Antoine Orr is president of Plancorr Wealth Management LLC in Greenbelt, Maryland. A native of Edmonton, Canada, he worked at Waddell & Reed, MassMutual, and elsewhere before starting his own registered investment advisory firm. He is author of Inside the Huddle (Frostbite Publishing, 2009), a personal retirement planning guide. Instead of charging an ongoing management fee, he charges primarily by the service or by the hour. He spoke with RIJ this week:
“Among my clients, there’s about a 60/40 split between blacks and whites. I work with a lot of government employees—people who been have fastidious about putting over and above the match into their retirement accounts, who contribute as much as 10 or 15% of their pay. But I find that, regardless of background, some people are well prepared for retirement and others not so much. Even some of the doctors who come in are on both sides of that fence.
“I went to an Easter event a few days ago, and met an African-American guy, 55 years old, former military, who intends to retire in 10 years. He said, ‘I have $300,000 in my retirement account and I’ve been saving for 30 years. If I continue to put money in the stock market, will I have enough money to retire? Should I keep feeding this beast?’—meaning the stock market.
“My reaction: I focus on the tax-free end. Municipal bonds, cash value whole life, Roth IRAs. I show people how to pay down debt. Some folks are in pretty dire shape, although that’s few and far between. They might have been putting money in the wrong vehicles. But they had done what they were told to do. Now they want to find the best thing to do. They wonder where they can go to accomplish the same goal but without taking as much risk. Most of my clients are already dealing with a financial planner, but when they come to me, they hear a different version. That gets their attention.
“I tell them about the Triad of Doom: Debt, Taxes, and Inflation. I say, let’s do tax management, then debt, then insurance and savings, then retirement planning, then investments and risk. From a tax standpoint, I say, consider putting money into qualified plans. In retirement, you spend that down first, then move to the capital gains accounts, then spend down the last ladder of assets—the Roth IRA, the municipal bonds, and the cash value life insurance.
“In terms of investments, I say, Look at where insurance companies put their money. They put five or six percent into stocks and the rest into bonds. Why? Because they have future claims liabilities. The money has got to be there—so why take all that risk? If they say, but I’m investing for the long term, I ask, How long is long term? How long does it take for stocks to outperform all other asset classes? They usually say, 10 years. I say, Really? It actually takes in excess of 26 years. If your time horizon is less than 26 years, you’re not investing for the long term.
“Are African Americans distrustful of financial institutions? That’s across the board. Whether it goes back to the Freedman’s Bank and Frederick Douglass days, I don’t know. Look—at this point in time, we’ve all been sold a bill of goods. We’re told, buy a house, invest, and have good credit. But to buy a house you have to go into debt. To invest, you have to gamble, and to have good credit you have to have a history of gambling. That works fine for the high-net-worth people. They can ride the wave. But the average American can’t play that game. One hiccup and they’re done. They’re wiped out. So it’s up to us to use common sense. That would be my take.
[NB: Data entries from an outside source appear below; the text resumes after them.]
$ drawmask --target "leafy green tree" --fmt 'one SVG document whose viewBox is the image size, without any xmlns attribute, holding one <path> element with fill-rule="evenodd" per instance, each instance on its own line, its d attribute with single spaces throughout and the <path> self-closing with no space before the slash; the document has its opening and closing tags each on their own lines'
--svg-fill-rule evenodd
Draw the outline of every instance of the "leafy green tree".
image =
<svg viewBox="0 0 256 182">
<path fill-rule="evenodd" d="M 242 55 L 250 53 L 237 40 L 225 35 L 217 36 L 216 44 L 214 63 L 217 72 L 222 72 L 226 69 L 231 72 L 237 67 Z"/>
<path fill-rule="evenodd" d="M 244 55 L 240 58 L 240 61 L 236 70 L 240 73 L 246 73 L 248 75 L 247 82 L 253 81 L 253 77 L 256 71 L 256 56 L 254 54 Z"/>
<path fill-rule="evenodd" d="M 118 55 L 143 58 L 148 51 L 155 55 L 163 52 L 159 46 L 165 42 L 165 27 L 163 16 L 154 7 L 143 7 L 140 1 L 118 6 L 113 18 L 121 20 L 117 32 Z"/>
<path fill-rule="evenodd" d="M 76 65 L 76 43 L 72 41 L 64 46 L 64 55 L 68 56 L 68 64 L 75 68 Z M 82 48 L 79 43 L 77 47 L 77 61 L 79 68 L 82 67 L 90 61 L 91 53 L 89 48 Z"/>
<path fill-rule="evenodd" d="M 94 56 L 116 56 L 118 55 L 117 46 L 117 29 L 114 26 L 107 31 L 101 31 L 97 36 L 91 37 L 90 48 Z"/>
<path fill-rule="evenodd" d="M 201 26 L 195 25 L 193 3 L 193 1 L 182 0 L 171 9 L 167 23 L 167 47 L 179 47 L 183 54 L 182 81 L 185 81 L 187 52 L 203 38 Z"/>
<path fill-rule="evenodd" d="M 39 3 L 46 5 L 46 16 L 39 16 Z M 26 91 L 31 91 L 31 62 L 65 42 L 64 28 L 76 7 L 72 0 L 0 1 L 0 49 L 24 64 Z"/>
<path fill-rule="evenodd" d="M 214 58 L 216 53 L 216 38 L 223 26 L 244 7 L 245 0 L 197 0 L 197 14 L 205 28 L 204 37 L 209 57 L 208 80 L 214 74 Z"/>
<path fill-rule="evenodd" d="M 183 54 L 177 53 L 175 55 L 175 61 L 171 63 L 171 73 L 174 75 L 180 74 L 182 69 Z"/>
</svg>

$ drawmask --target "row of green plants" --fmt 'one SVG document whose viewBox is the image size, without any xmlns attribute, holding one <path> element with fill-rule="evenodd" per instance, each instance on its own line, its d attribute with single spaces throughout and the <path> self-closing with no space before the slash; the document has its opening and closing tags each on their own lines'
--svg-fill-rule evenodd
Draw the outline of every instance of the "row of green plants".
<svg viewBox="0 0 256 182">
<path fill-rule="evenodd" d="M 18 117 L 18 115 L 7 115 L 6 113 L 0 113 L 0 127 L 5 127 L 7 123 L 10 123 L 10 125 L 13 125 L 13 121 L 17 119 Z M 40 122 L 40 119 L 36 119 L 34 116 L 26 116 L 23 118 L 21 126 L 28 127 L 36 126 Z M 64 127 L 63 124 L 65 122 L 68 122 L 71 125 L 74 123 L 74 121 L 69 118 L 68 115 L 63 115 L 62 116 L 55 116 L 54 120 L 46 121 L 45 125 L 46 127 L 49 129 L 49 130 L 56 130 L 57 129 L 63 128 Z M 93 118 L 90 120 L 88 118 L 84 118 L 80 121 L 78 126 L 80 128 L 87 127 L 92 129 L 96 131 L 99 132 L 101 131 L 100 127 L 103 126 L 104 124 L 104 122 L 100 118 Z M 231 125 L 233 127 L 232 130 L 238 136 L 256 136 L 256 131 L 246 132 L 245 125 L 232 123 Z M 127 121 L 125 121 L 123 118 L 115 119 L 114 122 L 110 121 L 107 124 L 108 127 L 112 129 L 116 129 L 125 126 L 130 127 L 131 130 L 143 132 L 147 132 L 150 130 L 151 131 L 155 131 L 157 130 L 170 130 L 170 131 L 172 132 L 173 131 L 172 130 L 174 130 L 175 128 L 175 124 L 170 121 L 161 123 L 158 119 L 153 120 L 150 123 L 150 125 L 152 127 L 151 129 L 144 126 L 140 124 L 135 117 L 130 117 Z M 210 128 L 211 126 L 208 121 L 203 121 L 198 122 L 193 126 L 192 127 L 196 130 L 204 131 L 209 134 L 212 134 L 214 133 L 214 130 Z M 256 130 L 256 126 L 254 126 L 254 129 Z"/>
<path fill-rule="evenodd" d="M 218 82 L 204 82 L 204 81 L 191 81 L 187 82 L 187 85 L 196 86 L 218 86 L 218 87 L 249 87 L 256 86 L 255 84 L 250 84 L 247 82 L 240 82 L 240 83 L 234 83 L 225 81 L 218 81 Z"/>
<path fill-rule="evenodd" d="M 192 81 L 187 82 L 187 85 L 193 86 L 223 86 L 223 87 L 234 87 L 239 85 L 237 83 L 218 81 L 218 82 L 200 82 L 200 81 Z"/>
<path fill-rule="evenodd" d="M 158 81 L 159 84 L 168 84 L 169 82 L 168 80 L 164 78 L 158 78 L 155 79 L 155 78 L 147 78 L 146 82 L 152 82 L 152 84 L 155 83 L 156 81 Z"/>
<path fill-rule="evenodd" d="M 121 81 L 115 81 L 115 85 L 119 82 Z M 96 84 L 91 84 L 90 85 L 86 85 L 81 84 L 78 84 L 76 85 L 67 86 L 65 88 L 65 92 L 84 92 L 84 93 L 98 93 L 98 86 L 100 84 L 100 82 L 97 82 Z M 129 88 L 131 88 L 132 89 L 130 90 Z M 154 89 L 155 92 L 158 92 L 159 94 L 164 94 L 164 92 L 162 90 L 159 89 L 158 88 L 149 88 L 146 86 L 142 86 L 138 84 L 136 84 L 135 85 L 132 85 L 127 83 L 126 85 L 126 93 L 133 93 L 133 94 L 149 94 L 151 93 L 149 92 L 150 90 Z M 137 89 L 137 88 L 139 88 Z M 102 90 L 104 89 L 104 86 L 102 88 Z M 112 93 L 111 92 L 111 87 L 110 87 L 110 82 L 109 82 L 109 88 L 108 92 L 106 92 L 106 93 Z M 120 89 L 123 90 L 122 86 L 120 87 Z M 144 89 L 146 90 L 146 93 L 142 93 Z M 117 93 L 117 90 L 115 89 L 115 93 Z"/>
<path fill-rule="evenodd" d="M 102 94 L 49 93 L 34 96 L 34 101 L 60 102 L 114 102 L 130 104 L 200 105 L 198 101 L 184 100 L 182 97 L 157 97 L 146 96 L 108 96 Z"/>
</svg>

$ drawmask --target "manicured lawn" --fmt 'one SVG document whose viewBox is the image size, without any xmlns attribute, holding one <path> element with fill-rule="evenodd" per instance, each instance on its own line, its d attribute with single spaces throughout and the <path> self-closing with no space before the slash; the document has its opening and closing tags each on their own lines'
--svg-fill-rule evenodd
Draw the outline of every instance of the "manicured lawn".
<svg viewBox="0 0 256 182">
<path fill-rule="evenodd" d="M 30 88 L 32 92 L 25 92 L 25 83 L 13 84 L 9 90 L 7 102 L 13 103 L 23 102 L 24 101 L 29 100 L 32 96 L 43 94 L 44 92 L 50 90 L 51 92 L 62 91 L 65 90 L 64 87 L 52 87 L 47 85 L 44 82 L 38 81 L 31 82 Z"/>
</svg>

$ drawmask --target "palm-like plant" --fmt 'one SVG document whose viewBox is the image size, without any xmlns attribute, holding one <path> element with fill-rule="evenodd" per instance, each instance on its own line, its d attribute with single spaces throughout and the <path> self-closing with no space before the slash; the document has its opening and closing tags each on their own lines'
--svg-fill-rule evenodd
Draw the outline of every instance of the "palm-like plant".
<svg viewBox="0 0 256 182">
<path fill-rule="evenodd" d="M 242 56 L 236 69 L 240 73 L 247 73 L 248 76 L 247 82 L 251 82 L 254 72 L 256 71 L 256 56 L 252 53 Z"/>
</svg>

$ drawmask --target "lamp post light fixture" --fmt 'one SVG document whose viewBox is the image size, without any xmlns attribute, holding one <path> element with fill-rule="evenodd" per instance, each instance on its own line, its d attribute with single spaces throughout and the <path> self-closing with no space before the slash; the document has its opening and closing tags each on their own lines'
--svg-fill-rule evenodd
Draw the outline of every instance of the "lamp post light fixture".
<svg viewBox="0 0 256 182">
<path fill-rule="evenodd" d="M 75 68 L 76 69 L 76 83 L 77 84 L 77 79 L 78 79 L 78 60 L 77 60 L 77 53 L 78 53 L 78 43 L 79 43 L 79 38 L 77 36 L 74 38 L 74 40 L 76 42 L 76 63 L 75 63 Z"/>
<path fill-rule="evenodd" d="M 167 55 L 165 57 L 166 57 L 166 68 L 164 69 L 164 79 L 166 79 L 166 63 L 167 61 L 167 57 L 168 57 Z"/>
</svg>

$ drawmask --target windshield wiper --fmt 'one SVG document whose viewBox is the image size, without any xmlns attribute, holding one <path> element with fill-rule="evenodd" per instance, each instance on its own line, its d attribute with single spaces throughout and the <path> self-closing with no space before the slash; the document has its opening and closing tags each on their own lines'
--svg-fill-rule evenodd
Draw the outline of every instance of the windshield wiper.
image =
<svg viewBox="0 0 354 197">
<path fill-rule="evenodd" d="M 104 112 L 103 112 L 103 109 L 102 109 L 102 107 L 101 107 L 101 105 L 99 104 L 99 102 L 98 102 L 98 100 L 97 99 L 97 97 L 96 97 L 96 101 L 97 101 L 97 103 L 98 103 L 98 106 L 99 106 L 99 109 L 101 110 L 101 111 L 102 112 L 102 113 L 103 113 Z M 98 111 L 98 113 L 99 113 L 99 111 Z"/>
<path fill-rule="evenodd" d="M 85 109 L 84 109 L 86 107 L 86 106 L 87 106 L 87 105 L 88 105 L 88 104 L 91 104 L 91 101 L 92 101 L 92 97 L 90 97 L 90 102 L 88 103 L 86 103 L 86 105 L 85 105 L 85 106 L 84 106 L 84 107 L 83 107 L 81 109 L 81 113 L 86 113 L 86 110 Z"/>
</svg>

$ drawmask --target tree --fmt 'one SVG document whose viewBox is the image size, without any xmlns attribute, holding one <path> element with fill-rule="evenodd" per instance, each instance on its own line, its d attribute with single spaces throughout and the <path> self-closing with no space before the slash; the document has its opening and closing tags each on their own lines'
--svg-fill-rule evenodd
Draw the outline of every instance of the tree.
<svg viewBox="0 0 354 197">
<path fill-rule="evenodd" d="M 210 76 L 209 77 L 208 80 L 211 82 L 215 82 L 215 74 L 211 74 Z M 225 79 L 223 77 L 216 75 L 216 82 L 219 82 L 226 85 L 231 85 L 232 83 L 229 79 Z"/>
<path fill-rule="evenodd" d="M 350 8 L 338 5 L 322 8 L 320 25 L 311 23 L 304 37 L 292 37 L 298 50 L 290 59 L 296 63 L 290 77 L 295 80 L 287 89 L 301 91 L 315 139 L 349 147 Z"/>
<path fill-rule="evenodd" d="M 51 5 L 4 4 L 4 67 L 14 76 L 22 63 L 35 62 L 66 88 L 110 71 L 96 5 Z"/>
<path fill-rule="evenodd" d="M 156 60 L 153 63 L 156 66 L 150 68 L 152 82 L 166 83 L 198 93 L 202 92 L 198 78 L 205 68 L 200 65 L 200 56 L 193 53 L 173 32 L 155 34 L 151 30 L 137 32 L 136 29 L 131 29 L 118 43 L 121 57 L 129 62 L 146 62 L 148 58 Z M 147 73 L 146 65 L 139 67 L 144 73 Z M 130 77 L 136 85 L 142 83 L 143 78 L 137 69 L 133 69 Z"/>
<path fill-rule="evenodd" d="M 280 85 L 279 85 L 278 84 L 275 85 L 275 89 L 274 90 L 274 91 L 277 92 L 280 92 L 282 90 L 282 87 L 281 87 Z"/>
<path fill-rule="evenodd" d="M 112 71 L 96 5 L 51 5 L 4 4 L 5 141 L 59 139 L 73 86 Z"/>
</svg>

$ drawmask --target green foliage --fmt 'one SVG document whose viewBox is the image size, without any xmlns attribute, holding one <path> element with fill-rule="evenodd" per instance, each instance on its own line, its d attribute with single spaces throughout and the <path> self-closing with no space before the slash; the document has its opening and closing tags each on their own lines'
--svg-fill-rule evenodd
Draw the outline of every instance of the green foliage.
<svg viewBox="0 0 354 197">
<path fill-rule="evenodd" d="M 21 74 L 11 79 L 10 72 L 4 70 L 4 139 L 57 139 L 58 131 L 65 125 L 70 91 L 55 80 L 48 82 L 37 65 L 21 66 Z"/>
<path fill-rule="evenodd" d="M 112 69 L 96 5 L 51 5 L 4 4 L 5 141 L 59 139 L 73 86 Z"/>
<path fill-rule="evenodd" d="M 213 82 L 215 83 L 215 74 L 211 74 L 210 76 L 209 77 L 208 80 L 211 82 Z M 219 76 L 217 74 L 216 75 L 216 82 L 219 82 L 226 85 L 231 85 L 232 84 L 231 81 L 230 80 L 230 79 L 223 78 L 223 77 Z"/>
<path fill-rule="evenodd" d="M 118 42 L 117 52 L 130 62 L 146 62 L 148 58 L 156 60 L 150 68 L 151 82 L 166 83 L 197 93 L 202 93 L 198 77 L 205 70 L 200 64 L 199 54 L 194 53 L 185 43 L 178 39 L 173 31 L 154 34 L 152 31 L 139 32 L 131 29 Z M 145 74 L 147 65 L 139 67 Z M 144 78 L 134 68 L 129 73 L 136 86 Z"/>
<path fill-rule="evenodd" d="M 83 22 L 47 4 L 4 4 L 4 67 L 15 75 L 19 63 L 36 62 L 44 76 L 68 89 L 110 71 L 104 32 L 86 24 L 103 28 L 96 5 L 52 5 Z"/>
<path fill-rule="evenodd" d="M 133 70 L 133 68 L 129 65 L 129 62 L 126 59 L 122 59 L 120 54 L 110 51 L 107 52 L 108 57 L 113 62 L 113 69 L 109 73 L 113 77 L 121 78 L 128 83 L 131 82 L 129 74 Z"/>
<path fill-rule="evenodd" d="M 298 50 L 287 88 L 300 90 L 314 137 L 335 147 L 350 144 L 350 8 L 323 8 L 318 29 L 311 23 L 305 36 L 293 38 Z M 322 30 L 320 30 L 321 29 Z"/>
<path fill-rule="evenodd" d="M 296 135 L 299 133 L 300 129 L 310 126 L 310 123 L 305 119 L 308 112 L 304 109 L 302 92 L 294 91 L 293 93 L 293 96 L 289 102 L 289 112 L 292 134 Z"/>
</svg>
“I shift the focus from becoming wealthy to becoming financially independent. I was at the 2011 Color of Wealth Policy Summit two weeks ago, and we were talking about the racial wealth gap. They’re still saying that the way to build wealth is to buy a house and leverage it. I said, you’re telling me to borrow my way into wealth? I don’t understand that. If you really want to be financially independent, you have to know how to stick to a budget, how to keep debt low, how to save, how to have proper insurance, and how to set aside money into retirement planning vehicles. Then you can go out and invest what you can afford to lose. That’s the sensible process for 95% of the country. As far as distrust goes, it’s not just the African American community. I have Caucasian clients who have the same concerns. When they hear what I have to say, they say, ‘This makes sense to me intuitively. I’m not waiting on the pie-in-the-sky.’
“As far as there being a lot of financial stuff going on in the African-American churches, that’s true. The churches, unfortunately, have been a breeding ground for ‘prosperity preaching.’ But that’s true for non African-American churches too. When it comes to giving money to needy family members—that happens on both sides too. It’s the women who give, black and white, because of their nurturing side. They are willing to sacrifice for others. Men are more likely to say to their relatives, ‘You can work. There’s nothing wrong with you.’ But women keep that lifeline open with their sisters, their children, their cousins, and their close friends. The assumption is, ‘If I do it for you, you’ll do it for me.’
“But African Americans are not vastly at odds with the mainstream. There are African Americans with money everywhere. I have a friend who works in government. She’s a G8, with a salary of about $50,000. To pass her on the street, you wouldn’t think she had two nickels to rub together. But she and her husband have over $1 million in savings. A man I know who works for an IT firm who has $300,000. I know African American doctors with $500,000 in variable annuities. They may not have $45 or $50 million, but there’s a lot of wealth. African American wealth is more abundant than people think.”